M. ANG WEE KEONG (Singapour) a jugé essentiel que l’ONU améliore la planification des effectifs.  Il s’est dit déçu que le Secrétaire général ait une fois de plus échoué à présenter des propositions aux fins d’un examen d’ensemble du système des fourchettes souhaitables, le but étant de mettre au point un outil plus efficace de nature à garantir une répartition géographique équitable.   Tout en prenant note de ce qui a été fait au cours de la période considérée pour améliorer la planification des effectifs, le représentant a fait sienne la proposition du Comité consultatif qui pense qu’il y a des possibilités d’amélioration des prévisions concernant les grands groupes professionnels: personnel linguistique, d’administration, des finances, de sécurité et desaffaires politiques et économiques, par exemple.


M. DMITRY S. CHUMAKOV (Fédération de Russie) a salué les déployés par les États Membres pour adopter la réforme des ressources humaines, mais a trouvé l’impact de cette réforme insuffisant.  En ce qui concerne la mobilité, il a demandé un partage plus équitable entre le personnel du Siège et celui du terrain.  En insistant sur le fait que « les mécanismes précédents ont été rejetés par les États Membres ou n’ont pas fonctionné », il a voulu que l’on ne refasse pas les mêmes erreurs.  Il a aussi plaidé pour l’égalité entre candidats internes et externes et a considéré que l’augmentation du nombre de femmes au sein du personnel de l’ONU et la répartition géographique efficace « ne peuvent reléguer au second plan la priorité qu’est le recrutement d’un personnel qualifié ».

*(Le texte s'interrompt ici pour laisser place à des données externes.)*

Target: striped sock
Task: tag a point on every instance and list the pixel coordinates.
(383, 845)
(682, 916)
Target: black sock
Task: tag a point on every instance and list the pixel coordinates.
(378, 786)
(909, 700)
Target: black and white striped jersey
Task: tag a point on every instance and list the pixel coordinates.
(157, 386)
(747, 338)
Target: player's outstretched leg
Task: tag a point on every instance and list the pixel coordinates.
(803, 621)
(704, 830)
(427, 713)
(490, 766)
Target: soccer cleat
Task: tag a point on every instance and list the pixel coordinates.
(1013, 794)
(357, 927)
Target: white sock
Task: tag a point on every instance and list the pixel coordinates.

Une organisation plus efficace répondra aux besoins de tous les États Membres, a insisté M. PALITHA KOHONA (Sri Lanka), avant d’appeler à utiliser la mobilité comme un outil de gestion des ressources humaines dans l’intérêt de l’efficacité de l’ONU.  M. Kohona a souhaité que le principe de mobilité ne soit pas placé dans un vide idéaliste mais reflète les attentes les plus élevées de la Charte.  Il a appelé à un changement culturel au sein de l’Organisation, avant de demander des précisions sur l’impact des objectifs de mobilité sur les objectifs de la représentation géographique équitable et de la parité entre les sexes.